To achieve that objective, debt to equity ratio and debt to asset were used to characterize capital structure while financial performance was measured using Return on Equity, Return on Asset, and Net Interest Margin. The study used annual time series data from 2010-2019 in five major commercial banks in Rwanda. By the use of R-program for statistical computing, trend analysis was performed to examine capital structure and financial performance of five selected major commercial banks. In addition, correlation analysis and Ordinary Least Square linear regression analysis were performed to explore the relationship between capital structure and financial performance.
Findings showed that there was positive and statistically significant linear association between ROE and D/E in Bank of Kigali and Equity banks while there was a negative relationship found in BPR Atlas Mara. The results showed an unstable up-and-down (fluctuation) movement in capital structure indicating that there was no targeted optimum debt to equity ratio (leverage ratio) that any banks aimed to reach –which is contrary to what static trade-off theory of capital structure would predict. In addition, financial performance was also unstable with fluctuation movements in all five banks which indicates a somewhat risky environment for investment.

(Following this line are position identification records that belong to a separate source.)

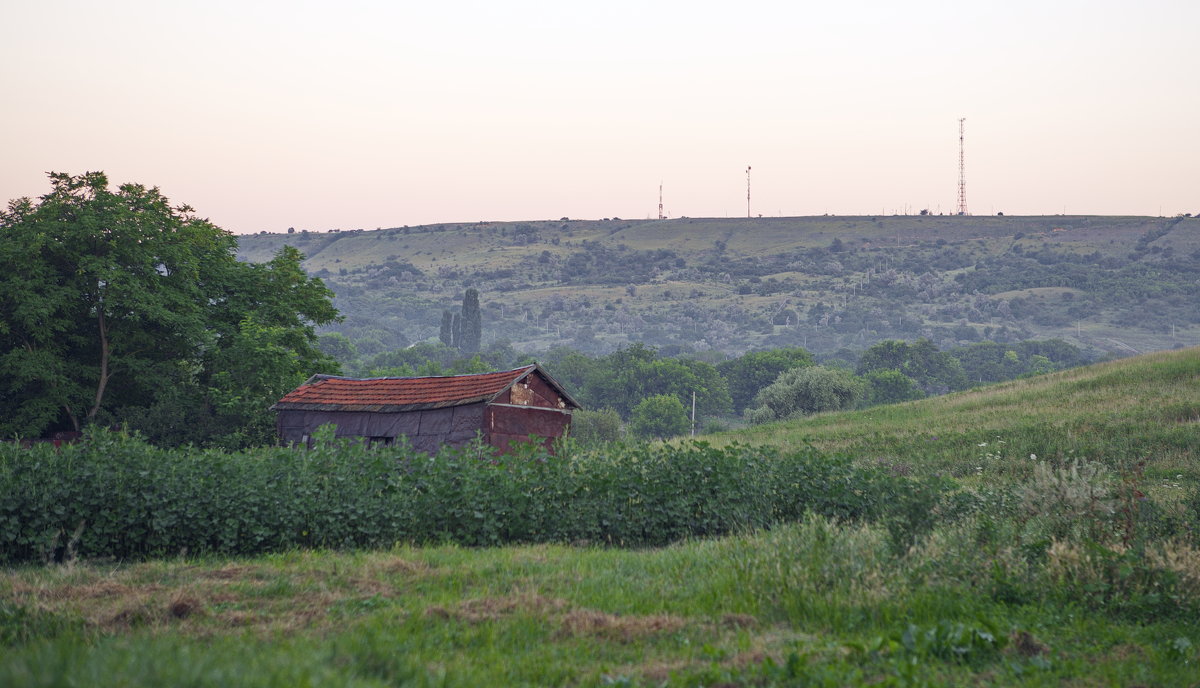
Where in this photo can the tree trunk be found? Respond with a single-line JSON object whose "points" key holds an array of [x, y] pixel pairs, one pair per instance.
{"points": [[103, 369]]}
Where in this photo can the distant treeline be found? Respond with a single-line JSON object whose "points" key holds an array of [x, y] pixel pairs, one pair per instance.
{"points": [[653, 394]]}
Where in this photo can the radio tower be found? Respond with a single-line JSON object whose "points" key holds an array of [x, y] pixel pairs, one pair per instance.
{"points": [[963, 173], [748, 191]]}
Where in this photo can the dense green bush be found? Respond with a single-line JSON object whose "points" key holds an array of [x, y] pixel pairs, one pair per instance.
{"points": [[805, 390], [117, 496]]}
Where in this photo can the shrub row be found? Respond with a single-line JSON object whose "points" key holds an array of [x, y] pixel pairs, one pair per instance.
{"points": [[115, 496]]}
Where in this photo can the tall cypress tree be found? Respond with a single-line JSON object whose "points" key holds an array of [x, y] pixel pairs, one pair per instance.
{"points": [[472, 322], [447, 334]]}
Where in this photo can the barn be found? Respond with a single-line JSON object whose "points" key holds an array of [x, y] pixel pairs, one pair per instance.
{"points": [[430, 412]]}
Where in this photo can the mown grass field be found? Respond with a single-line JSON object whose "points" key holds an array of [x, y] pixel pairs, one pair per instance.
{"points": [[1014, 572], [720, 282]]}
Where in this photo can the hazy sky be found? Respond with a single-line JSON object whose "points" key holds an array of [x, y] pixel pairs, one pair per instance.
{"points": [[267, 115]]}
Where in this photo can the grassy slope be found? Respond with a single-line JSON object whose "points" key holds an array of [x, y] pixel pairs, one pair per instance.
{"points": [[696, 614], [1144, 407]]}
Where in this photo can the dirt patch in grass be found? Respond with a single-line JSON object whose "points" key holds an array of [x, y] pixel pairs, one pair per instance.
{"points": [[616, 627], [231, 572], [397, 566], [493, 608]]}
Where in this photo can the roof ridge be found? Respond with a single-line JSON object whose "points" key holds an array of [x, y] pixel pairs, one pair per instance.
{"points": [[321, 376]]}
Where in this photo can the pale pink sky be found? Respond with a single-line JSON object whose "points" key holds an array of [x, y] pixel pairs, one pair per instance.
{"points": [[267, 115]]}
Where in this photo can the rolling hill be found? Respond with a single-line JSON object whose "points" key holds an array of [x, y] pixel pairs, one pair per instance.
{"points": [[1115, 285]]}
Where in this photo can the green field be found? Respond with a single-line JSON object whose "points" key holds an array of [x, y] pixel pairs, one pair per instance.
{"points": [[990, 567]]}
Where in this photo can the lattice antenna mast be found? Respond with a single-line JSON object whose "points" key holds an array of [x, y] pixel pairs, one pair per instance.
{"points": [[963, 172], [748, 191]]}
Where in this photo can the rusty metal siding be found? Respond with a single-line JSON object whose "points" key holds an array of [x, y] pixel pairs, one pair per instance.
{"points": [[507, 424]]}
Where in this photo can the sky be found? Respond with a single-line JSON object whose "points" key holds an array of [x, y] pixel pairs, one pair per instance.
{"points": [[361, 114]]}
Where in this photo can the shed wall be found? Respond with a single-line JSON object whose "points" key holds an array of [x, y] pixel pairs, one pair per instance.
{"points": [[508, 424], [426, 430]]}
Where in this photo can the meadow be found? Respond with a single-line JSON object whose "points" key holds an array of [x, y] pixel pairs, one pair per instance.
{"points": [[1043, 532]]}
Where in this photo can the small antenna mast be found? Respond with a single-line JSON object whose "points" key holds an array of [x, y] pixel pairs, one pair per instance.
{"points": [[748, 191], [963, 173]]}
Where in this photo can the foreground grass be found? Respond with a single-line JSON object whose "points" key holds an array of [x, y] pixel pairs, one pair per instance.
{"points": [[1116, 413], [1015, 576], [815, 603]]}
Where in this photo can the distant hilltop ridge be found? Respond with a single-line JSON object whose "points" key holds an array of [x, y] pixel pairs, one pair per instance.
{"points": [[1114, 283]]}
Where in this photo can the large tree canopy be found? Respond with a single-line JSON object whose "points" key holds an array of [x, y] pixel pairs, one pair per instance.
{"points": [[117, 303]]}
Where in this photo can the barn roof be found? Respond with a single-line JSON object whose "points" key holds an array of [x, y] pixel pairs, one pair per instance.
{"points": [[394, 394]]}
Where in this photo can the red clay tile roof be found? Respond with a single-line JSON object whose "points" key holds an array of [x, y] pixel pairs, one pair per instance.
{"points": [[389, 394]]}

In regard to the relationship between capital structure and financial performance, the results indicate that there is no common and definite answer to whether the capital structure affect the financial performance. That is to say, the relationship between capital structure and financial performance varies depending on each bank. The findings of this study show that the relationship between capital structure and financial performance is firm specific and cannot be generalized in the banking industry. As such, each bank should analyse its capital structure and its impact on financial performance and take appropriate actions.